Ketua Himpunan Nelayan Seluruh Indonesia (HNSI), Nurhasan mengatakan, pihaknya mengadakan aksi tersebut sebagai aksi permintaan perlakuan khusus untuk ekspor hasil olahan laut.
Hal itu dia ungkapkan di akibatkan karena ribuan masyarakat kota Tarakan yang notabennya nelayan mengaku menderita dengan adanya peraturan tersebut membuat pendapatan para nelayan menjadi turun.
“Tarakan ini kan ikonnya ikonnya hasil olahan laut, dan terutama untuk hasil olahan laut yang ada di Kaltara ini sangat mendukung perekonomian provinsi sebab kita sudah mempunyai pasar internasional,” Ungkapnya
Lanjutnya, adapun kepiting telur yang dilarang untuk diekspor yakni kepiting bertelur, namun ia mengakui jika kepiting bertelur tersebut adalah kepiting murni yang di budidayakandi dalam tambak.
“Tapi, Ibu Menteri Perikanan dan Kelautan mengeluarkan aturan yang sangat membuat kami menderita. Tolong Bapak Presiden dengarkan kesusahan yang sedang kami alami,” kata Nurhasan.
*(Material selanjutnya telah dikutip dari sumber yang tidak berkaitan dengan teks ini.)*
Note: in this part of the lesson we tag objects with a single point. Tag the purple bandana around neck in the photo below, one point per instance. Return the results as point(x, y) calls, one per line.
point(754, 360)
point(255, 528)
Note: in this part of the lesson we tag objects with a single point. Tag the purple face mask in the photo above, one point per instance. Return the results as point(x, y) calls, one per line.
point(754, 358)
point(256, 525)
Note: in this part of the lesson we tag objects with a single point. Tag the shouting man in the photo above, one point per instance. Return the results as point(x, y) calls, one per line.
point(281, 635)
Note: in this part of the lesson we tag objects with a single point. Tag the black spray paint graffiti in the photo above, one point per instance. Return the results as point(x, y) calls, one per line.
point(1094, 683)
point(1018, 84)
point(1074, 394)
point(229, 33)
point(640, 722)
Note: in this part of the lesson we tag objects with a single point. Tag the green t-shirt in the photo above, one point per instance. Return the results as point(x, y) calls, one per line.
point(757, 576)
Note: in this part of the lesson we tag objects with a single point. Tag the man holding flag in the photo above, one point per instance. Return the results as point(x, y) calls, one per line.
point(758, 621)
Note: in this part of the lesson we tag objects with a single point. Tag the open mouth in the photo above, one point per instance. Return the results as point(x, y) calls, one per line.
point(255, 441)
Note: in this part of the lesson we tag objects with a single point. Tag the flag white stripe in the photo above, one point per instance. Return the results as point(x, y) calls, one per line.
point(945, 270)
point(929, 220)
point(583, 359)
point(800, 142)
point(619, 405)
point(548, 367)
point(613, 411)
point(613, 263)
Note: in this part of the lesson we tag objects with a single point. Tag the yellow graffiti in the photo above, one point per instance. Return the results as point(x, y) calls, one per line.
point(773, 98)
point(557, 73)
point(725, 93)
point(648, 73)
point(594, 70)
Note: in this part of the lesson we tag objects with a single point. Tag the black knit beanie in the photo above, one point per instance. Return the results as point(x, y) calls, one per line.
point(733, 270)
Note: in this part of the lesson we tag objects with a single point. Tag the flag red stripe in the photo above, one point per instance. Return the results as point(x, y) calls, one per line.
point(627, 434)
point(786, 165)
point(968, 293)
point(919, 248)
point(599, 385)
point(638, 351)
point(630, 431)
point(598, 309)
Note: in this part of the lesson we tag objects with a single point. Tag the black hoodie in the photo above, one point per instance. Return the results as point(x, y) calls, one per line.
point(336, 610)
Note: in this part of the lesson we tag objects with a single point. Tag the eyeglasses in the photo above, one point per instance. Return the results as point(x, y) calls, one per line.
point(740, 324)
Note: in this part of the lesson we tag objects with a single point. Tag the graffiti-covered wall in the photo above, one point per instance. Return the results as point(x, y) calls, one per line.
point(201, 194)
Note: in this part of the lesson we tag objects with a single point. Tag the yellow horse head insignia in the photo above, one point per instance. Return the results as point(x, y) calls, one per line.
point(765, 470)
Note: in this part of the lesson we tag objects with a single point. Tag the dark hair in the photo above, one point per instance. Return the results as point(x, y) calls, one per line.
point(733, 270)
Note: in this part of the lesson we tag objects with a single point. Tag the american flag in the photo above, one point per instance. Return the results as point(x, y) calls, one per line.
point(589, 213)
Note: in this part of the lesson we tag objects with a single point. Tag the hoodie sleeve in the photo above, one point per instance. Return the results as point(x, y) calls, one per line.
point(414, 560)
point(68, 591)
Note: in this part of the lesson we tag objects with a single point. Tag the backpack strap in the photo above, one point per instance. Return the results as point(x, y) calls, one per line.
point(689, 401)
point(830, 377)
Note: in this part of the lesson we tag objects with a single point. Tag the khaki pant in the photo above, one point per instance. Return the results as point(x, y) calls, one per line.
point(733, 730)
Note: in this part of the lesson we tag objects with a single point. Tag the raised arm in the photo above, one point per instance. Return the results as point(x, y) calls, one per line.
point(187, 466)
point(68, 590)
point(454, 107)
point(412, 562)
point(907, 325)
Tambahnya, sudah dalam beberapa tahun silam, para petambak yang ada di Tarakan sudah melakukan pembenihan terhadap kepiting, akan tetapi dalam Permen Perikanan dan Kelautan No.56 tahun 2016 berbunyi kepiting betina yang dalam kondisi bertelur tidak diperbolehkanuntuk di perdagangkan.
“Padahal di dalam Undang-undang ada yang berbunyi apapun hasil dari budidaya boleh untuk diperjual belikan, apalagi untuk diekspor, dan kami sudah ajukan ke beberapa pemerintah baik Kadis dan Dirjen tetapi hasilnya nihil,” Ujarnya.
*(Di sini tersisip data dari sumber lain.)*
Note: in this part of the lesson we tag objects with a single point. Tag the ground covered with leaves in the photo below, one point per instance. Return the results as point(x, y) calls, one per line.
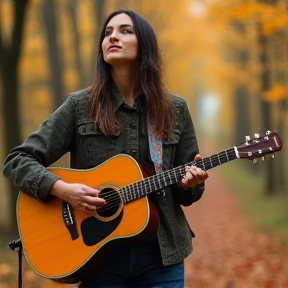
point(228, 253)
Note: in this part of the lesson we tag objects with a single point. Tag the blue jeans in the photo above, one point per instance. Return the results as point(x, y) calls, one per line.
point(137, 266)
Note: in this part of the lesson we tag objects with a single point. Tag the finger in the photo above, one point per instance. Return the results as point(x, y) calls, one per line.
point(91, 191)
point(198, 157)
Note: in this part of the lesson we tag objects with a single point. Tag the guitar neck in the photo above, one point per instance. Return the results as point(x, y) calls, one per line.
point(161, 180)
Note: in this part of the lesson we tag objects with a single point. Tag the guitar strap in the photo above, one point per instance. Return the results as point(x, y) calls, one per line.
point(156, 150)
point(16, 245)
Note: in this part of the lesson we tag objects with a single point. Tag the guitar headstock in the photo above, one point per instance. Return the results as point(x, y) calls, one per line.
point(259, 146)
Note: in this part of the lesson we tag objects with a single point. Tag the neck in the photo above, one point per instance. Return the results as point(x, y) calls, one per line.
point(127, 82)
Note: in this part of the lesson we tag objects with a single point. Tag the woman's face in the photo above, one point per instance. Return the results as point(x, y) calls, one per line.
point(120, 44)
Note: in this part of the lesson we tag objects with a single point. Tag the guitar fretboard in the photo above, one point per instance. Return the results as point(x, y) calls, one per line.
point(161, 180)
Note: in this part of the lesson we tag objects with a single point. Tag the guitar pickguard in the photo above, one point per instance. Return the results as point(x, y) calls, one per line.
point(94, 230)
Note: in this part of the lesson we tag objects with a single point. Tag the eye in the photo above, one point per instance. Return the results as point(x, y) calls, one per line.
point(107, 32)
point(127, 31)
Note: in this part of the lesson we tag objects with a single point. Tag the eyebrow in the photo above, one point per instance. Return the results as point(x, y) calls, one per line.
point(121, 26)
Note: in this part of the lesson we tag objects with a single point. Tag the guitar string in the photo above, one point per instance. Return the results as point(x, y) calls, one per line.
point(166, 178)
point(113, 197)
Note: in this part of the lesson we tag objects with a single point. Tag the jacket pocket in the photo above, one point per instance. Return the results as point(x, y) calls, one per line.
point(169, 149)
point(93, 145)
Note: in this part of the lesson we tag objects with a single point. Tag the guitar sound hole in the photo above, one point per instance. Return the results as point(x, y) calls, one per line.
point(113, 202)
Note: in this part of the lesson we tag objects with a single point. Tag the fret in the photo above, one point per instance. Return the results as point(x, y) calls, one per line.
point(158, 181)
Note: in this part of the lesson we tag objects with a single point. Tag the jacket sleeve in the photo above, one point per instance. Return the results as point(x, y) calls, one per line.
point(26, 165)
point(186, 150)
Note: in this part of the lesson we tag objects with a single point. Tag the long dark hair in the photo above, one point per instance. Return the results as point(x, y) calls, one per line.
point(151, 73)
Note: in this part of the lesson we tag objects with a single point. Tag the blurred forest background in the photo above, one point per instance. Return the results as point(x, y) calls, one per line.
point(228, 59)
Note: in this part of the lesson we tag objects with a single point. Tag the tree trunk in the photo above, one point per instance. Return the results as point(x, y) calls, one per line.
point(56, 71)
point(10, 55)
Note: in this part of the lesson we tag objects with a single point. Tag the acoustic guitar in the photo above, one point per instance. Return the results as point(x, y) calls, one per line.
point(67, 245)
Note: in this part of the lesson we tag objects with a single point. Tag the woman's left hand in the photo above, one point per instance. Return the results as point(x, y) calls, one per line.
point(194, 175)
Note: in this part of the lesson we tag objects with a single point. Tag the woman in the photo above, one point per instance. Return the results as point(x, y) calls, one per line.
point(110, 118)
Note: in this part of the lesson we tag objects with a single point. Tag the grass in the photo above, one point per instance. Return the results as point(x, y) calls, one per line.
point(268, 213)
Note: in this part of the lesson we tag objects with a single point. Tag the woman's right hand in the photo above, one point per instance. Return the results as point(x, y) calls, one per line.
point(80, 197)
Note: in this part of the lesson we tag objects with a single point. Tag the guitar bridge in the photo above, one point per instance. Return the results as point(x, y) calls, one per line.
point(69, 220)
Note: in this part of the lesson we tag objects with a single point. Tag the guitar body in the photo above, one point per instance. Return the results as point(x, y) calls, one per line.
point(66, 245)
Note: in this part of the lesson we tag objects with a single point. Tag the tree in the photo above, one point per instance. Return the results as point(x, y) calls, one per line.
point(10, 52)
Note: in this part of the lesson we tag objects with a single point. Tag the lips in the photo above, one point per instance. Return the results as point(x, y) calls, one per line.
point(114, 47)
Meskipun begitu, menurut Nurhasan kepiting bertelur ini adalah sumber utama para nelayan yang ada di Kaltara.
“Harusnya Kaltara diperlakukan khusus, dengan Permen sendiri apakah melalui Keputusan Presiden atau Otonomi Daerah, melalui Peraturan Gubernur,” tutupnya.